Veiligheidsinstructies
Machine aan- en loskoppelen
18
De machine uitsluitend aan geschikte tractors aankoppelen en
met geschikte tractors transporteren!
De machine volgens de voorschriften aan de voorgeschreven
koppelinrichtingen aankoppelen!
Bij het aankoppelen van de machine aan de voor- en/of
achterkant van een tractor mogen de volgende waarden niet
overschreden worden:
het toelaatbare totale gewicht van de tractor,
de toelaatbare aslasten van de tractor,
de toelaatbare gewichtsbelasting op het koppelpunt van de
tractor,
het toelaatbare trekvermogen van de koppelinrichting,
de toelaatbare draagkracht van de banden van de tractor!
Tractor en machine beveiligen tegen wegrollen, voordat de
machine aan- of losgekoppeld wordt!
Het is verboden dat zich personen tussen de tractor en de
machine bevinden, als de tractor naar de machine toe rijdt of als
de hydraulische driepuntsinrichting geactiveerd wordt!

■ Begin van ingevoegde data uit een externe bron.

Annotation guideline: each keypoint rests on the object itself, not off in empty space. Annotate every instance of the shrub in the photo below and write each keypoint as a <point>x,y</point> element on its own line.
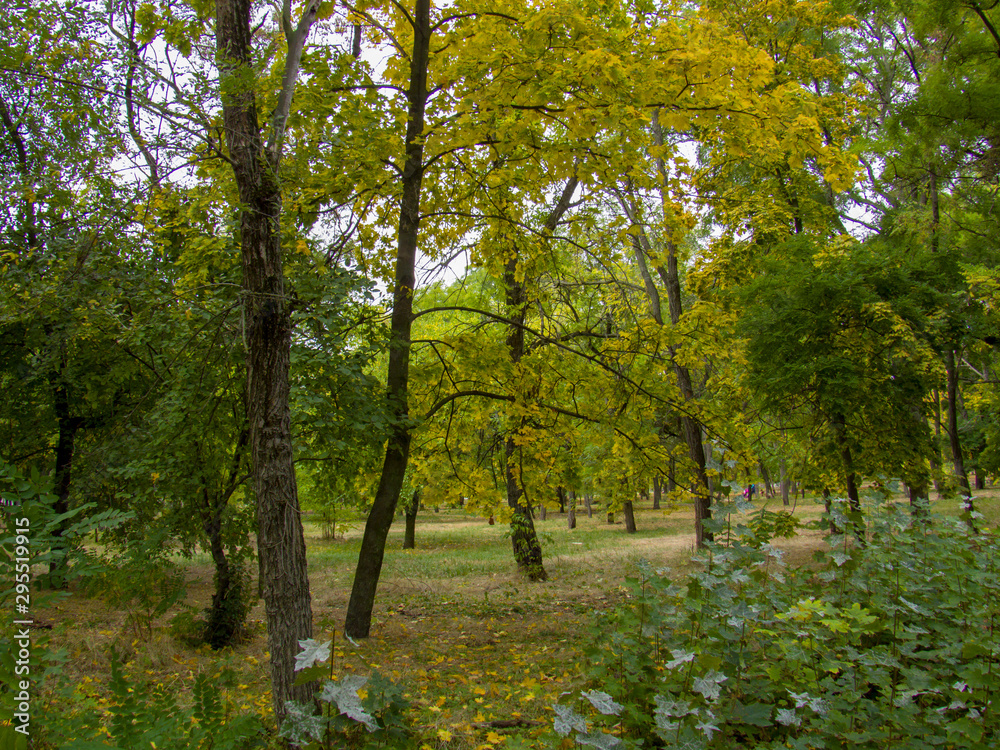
<point>890,645</point>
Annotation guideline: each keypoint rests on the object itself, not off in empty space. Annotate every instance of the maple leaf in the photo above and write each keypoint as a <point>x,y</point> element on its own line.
<point>603,702</point>
<point>568,720</point>
<point>709,685</point>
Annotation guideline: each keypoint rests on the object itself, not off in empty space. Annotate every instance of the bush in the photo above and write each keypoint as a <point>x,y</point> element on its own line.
<point>890,645</point>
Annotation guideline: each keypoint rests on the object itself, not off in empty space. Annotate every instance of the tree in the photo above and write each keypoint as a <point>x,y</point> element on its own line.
<point>268,325</point>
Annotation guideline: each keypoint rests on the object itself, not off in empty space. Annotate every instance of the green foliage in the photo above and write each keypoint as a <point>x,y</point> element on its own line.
<point>768,524</point>
<point>148,714</point>
<point>226,619</point>
<point>142,582</point>
<point>355,711</point>
<point>890,645</point>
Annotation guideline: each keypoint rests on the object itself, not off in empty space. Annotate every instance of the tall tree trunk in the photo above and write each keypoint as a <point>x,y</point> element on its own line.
<point>226,616</point>
<point>629,517</point>
<point>784,482</point>
<point>690,427</point>
<point>527,548</point>
<point>847,461</point>
<point>267,316</point>
<point>67,426</point>
<point>766,476</point>
<point>362,602</point>
<point>410,511</point>
<point>958,460</point>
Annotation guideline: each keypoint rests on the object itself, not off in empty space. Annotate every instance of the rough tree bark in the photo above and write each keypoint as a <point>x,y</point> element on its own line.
<point>267,329</point>
<point>954,440</point>
<point>629,512</point>
<point>527,549</point>
<point>362,602</point>
<point>410,512</point>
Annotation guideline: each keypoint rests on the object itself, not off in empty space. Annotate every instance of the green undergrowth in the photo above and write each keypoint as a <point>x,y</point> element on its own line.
<point>889,644</point>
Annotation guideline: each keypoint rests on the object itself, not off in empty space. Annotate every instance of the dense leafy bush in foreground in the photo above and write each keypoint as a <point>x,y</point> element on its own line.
<point>890,645</point>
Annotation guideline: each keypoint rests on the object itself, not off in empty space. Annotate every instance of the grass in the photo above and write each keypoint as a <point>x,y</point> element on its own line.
<point>469,640</point>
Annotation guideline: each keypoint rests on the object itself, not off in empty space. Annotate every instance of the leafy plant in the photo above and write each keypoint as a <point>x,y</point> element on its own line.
<point>889,645</point>
<point>363,712</point>
<point>147,714</point>
<point>142,582</point>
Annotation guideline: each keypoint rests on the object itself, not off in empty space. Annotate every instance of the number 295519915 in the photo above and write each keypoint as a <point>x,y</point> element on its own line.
<point>22,561</point>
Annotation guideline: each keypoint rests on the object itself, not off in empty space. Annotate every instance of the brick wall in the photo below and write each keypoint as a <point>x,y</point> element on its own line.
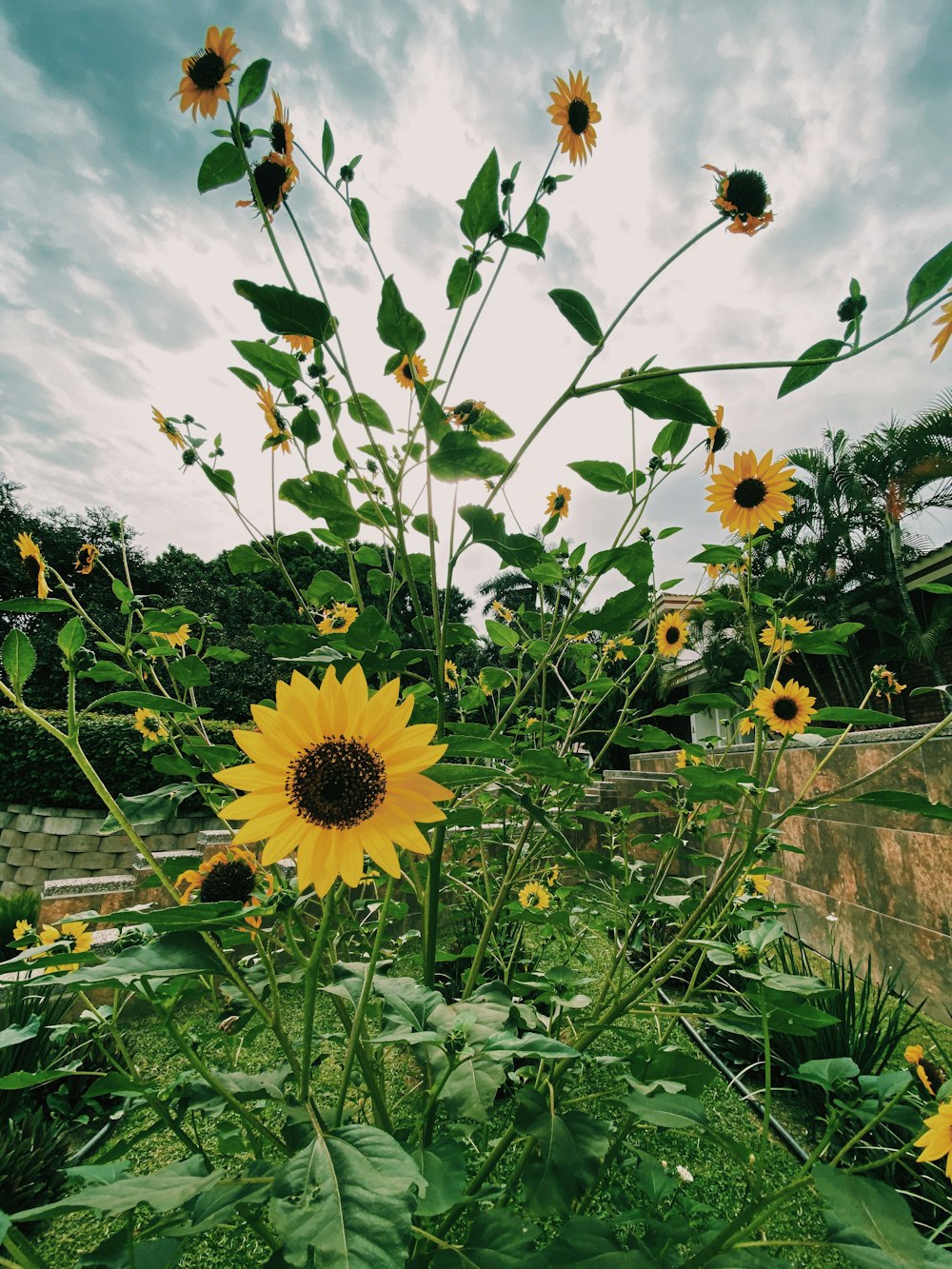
<point>40,844</point>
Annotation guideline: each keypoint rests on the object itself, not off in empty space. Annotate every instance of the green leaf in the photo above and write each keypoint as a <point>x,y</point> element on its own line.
<point>800,374</point>
<point>464,281</point>
<point>579,313</point>
<point>221,167</point>
<point>666,397</point>
<point>933,275</point>
<point>253,83</point>
<point>346,1200</point>
<point>396,327</point>
<point>482,203</point>
<point>461,457</point>
<point>364,408</point>
<point>288,312</point>
<point>148,807</point>
<point>361,217</point>
<point>19,659</point>
<point>327,146</point>
<point>323,496</point>
<point>280,368</point>
<point>71,637</point>
<point>609,477</point>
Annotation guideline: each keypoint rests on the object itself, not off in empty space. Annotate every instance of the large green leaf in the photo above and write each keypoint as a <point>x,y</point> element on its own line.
<point>346,1200</point>
<point>928,281</point>
<point>288,312</point>
<point>800,374</point>
<point>579,313</point>
<point>482,205</point>
<point>666,397</point>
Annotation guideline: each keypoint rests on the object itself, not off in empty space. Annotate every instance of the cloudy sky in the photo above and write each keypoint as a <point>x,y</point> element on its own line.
<point>117,274</point>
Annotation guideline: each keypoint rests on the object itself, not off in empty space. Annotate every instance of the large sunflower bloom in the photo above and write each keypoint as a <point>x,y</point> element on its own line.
<point>34,561</point>
<point>335,774</point>
<point>573,113</point>
<point>752,492</point>
<point>670,635</point>
<point>208,73</point>
<point>786,708</point>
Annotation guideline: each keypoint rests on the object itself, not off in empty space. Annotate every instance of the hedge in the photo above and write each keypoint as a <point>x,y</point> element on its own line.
<point>37,770</point>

Personen die de bestuurder willen dirigeren, mogen dit
uitsluitend doen, terwijl ze naast de voertuigen staan en mogen
pas tussen de voertuigen gaan staan, als deze tot stilstand
gekomen zijn.
Bij het aan- en loskoppelen van de machine de noodzakelijke
steunvoorzieningen in de betreffende steunpositie zetten
(stabiliteit)!
Bij het gebruik van de steunvoorzieningen kan gevaar ontstaan
doordat personen bekneld raken of zich schuren!

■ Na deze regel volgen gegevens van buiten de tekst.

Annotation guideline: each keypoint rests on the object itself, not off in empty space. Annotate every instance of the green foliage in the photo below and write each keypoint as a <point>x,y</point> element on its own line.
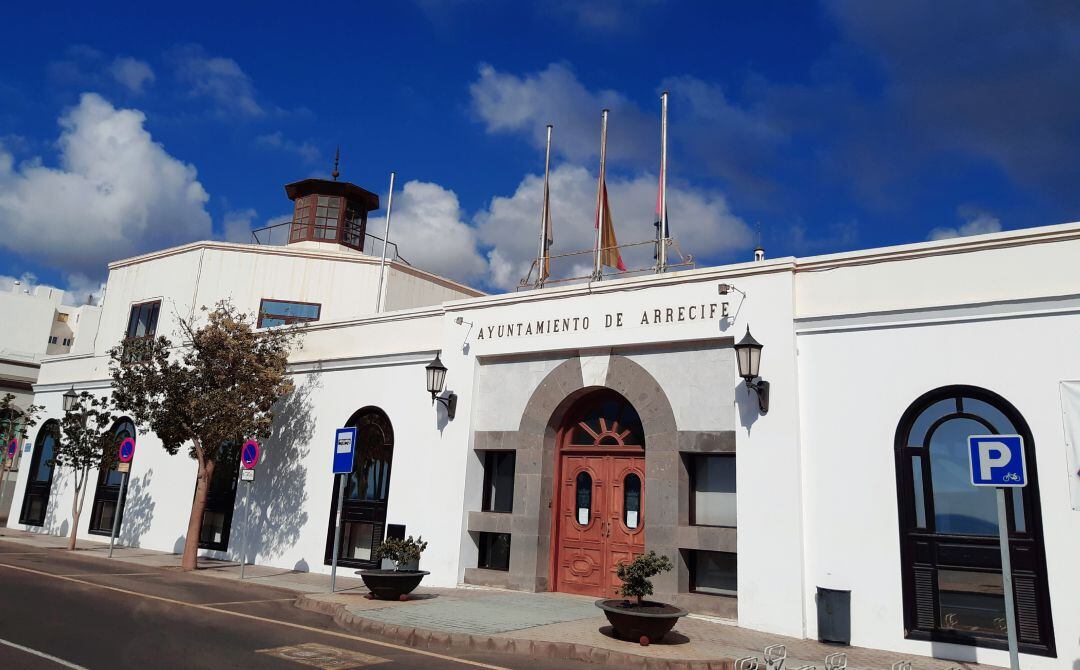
<point>401,550</point>
<point>637,575</point>
<point>215,389</point>
<point>14,421</point>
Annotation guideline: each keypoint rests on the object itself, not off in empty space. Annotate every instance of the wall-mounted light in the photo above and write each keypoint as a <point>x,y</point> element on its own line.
<point>69,399</point>
<point>748,356</point>
<point>436,378</point>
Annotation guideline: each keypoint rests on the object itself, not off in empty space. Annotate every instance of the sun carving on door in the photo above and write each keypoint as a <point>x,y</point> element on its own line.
<point>608,424</point>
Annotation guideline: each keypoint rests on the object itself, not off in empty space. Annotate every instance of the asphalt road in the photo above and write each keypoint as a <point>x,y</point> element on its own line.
<point>59,610</point>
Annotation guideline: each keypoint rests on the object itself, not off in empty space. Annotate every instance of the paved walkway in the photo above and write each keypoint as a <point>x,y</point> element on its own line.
<point>541,625</point>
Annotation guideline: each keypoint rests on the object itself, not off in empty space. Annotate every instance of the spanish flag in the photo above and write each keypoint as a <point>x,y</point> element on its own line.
<point>609,246</point>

Bij het aan- en loskoppelen van de machine steeds heel
voorzichtig zijn! Tussen de tractor en de machine zijn er knel,
kneus- en schuurplekken in de buurt van de koppelplekken!
Het is verboden dat zich personen tussen de tractor en de
machine bevinden, als de hydraulische driepuntsinrichting
geactiveerd wordt!
Gekoppelde voedingsleidingen controleren. Gekoppelde
voedingsleidingen:
moeten bij het rijden door een bocht soepel meebewegen,
zonder dat er spanning, een knik of een schuurplek
ontstaat,
mogen niet tegen andere componenten aan schuren!
De losgekoppelde machine steeds stabiel neerzetten!